Ein Freund machte mit
Vor Gericht räumte der damals 35-Jährige ein, er habe ein damals 13 Jahre altes Mädchen aus Stockach sexuell manipuliert. Er sei sich aber nicht im Klaren über ihr Alter gewesen, sie habe eher reifer gewirkt. Der Angeklagte und ein damals 32-Jähriger hätten zum Heuen im August 2002 zwei Mädchen mitgenommen. Die 13-Jährige sowie eine 14-Jährige. In einer Pause hätten sie sich auf einer Decke niedergelassen und Bier getrunken. Dabei hätten sie die Rücken der beiden halb entblößten Mädchen massiert.
Zwischen dem Freund des Angeklagten und der 14-Jährigen sei es zum Geschlechtsverkehr gekommen.
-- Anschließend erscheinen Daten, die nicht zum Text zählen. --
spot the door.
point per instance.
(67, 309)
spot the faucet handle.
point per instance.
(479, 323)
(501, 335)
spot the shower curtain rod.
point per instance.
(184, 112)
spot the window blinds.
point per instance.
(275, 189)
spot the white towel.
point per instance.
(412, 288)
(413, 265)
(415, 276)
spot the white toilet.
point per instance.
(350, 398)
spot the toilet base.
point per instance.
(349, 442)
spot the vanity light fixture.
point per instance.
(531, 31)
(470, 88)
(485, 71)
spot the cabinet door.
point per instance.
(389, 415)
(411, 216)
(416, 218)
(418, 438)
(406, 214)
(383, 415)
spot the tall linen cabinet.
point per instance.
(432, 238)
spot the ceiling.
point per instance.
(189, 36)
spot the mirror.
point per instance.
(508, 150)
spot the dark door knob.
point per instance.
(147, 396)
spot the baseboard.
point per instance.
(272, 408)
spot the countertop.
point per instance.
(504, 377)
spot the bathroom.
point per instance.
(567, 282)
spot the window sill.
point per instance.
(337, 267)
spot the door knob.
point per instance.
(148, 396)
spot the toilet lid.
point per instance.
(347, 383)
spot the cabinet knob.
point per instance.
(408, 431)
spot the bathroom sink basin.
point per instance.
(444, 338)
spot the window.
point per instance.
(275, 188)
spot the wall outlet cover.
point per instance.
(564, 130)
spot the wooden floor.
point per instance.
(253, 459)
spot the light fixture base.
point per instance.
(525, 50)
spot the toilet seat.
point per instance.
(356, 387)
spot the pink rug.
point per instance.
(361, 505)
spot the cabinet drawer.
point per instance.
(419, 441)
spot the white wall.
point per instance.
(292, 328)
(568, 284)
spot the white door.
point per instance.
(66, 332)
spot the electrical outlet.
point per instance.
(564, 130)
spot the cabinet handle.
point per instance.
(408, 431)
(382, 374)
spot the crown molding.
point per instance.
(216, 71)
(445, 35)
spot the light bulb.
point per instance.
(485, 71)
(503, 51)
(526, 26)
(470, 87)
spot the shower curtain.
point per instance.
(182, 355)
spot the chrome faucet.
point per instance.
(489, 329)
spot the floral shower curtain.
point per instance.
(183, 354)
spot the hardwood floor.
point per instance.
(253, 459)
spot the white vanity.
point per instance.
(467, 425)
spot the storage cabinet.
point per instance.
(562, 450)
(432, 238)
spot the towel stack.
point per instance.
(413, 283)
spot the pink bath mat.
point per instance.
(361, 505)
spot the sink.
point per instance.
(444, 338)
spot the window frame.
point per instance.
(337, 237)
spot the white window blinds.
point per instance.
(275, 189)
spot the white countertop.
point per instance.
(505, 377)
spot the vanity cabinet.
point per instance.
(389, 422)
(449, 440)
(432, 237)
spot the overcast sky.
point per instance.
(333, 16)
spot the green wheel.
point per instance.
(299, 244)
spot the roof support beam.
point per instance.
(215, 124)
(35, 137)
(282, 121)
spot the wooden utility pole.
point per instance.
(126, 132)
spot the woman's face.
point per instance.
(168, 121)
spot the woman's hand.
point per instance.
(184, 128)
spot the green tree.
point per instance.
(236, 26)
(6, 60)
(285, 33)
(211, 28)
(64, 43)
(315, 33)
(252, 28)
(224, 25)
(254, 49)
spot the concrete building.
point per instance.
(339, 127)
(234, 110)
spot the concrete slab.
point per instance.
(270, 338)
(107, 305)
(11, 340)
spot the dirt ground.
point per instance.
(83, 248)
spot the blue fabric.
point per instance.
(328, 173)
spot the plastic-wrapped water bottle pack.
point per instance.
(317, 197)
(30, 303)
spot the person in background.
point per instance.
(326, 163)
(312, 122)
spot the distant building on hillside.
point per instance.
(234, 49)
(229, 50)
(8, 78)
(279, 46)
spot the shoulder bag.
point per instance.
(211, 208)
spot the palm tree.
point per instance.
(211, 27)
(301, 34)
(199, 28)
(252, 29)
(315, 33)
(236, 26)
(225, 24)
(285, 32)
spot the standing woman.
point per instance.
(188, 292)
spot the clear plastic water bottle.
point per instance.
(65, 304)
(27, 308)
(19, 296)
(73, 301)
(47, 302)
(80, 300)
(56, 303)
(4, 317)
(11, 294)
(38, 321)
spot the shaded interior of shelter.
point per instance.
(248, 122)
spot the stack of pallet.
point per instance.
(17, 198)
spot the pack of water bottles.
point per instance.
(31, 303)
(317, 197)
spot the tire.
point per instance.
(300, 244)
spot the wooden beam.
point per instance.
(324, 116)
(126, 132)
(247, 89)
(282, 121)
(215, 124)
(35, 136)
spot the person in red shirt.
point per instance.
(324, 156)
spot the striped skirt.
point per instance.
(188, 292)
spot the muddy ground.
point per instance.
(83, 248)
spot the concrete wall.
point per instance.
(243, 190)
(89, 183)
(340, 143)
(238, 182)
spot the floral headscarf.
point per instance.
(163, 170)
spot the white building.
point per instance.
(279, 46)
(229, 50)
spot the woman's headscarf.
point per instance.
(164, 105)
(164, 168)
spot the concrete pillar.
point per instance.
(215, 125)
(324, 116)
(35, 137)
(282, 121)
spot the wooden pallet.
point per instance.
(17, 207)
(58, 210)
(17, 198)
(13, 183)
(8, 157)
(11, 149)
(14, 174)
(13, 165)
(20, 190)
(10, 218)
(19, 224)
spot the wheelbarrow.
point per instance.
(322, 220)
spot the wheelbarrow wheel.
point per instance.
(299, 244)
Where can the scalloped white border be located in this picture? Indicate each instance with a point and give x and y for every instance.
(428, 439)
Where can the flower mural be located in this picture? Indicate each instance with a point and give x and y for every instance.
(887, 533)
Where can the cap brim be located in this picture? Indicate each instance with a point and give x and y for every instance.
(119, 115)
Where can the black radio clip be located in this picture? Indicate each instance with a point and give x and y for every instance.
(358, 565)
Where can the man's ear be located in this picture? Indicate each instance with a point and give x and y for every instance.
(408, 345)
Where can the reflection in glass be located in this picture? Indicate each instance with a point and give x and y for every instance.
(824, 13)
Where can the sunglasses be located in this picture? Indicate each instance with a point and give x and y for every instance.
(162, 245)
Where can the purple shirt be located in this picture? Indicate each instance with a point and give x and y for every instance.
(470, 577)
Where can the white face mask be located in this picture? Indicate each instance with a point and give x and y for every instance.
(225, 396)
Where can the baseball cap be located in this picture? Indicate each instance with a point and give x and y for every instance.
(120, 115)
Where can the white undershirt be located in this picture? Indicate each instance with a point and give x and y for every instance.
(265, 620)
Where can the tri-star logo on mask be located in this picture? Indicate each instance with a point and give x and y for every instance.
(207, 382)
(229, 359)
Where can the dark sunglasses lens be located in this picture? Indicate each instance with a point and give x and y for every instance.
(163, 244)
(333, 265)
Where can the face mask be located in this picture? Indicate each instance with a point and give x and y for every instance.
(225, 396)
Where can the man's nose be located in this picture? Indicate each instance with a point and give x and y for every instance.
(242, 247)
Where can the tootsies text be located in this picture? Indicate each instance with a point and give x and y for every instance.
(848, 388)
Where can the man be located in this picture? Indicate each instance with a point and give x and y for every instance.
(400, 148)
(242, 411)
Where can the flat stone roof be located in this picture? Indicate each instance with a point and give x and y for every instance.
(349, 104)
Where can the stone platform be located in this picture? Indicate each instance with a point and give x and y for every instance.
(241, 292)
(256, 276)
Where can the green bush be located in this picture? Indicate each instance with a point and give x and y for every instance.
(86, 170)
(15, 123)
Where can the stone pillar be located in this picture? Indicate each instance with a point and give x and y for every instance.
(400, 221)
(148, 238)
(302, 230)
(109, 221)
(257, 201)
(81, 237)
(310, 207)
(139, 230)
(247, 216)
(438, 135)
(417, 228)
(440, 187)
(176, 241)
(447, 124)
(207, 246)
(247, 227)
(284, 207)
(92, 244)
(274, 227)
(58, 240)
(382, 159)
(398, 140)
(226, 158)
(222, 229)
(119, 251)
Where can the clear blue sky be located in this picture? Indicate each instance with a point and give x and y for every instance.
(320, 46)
Das habe den 34-Jährigen animiert, ebenfalls sexuelle Handlungen an dem 13-jährigen Mädchen vorzunehmen. Doch sie habe ihm Einhalt geboten und es sei nicht zum Geschlechtsverkehr gekommen. Statt einer Verurteilung musste der Freund eine Geldbuße von 3000 Euro zahlen.
Urteil gegen Junior, doch was ist mit dem Senior?
Der Juniorchef des Hofes wurde im Oktober wegen mehrfachen sexuellen Missbrauchs von Kindern zu einer Freiheitsstrafe von viereinhalb Jahren verurteilt, hat aber laut Informationen der Staatsanwaltschaft gegen das Urteil Rechtsmittel eingelegt.
Doch während des Prozesses gab es immer wieder Hinweise und Andeutungen, die auch den Vater des Angeklagten als Tatverdächtigen ins Spiel brachten. Bis zur Verhaftung des Sohnes betrieben beide den Hof gemeinsam. Ihm wurden zwölf Fälle des vollendeten und ein Fall des versuchten sexuellen Missbrauchs von Kindern sowie drei Fälle des sexuellen Missbrauchs von Jugendlichen vorgeworfen. Von 1997 bis 2003 soll er an sechs Mädchen, die damals zwischen elf und 14 Jahren alt waren, sexuelle Manipulationen vorgenommen haben.
Zudem erhob die Staatsanwaltschaft Anklage wegen eines Vergehens gegen das Waffengesetz. Bei einer Hausdurchsuchung war ein geladenes, schussbereites Kleinkalibergewehr gefunden worden. Über den weiteren Verlauf des Prozesses und ein Urteil liegen jedoch keine Informationen vor.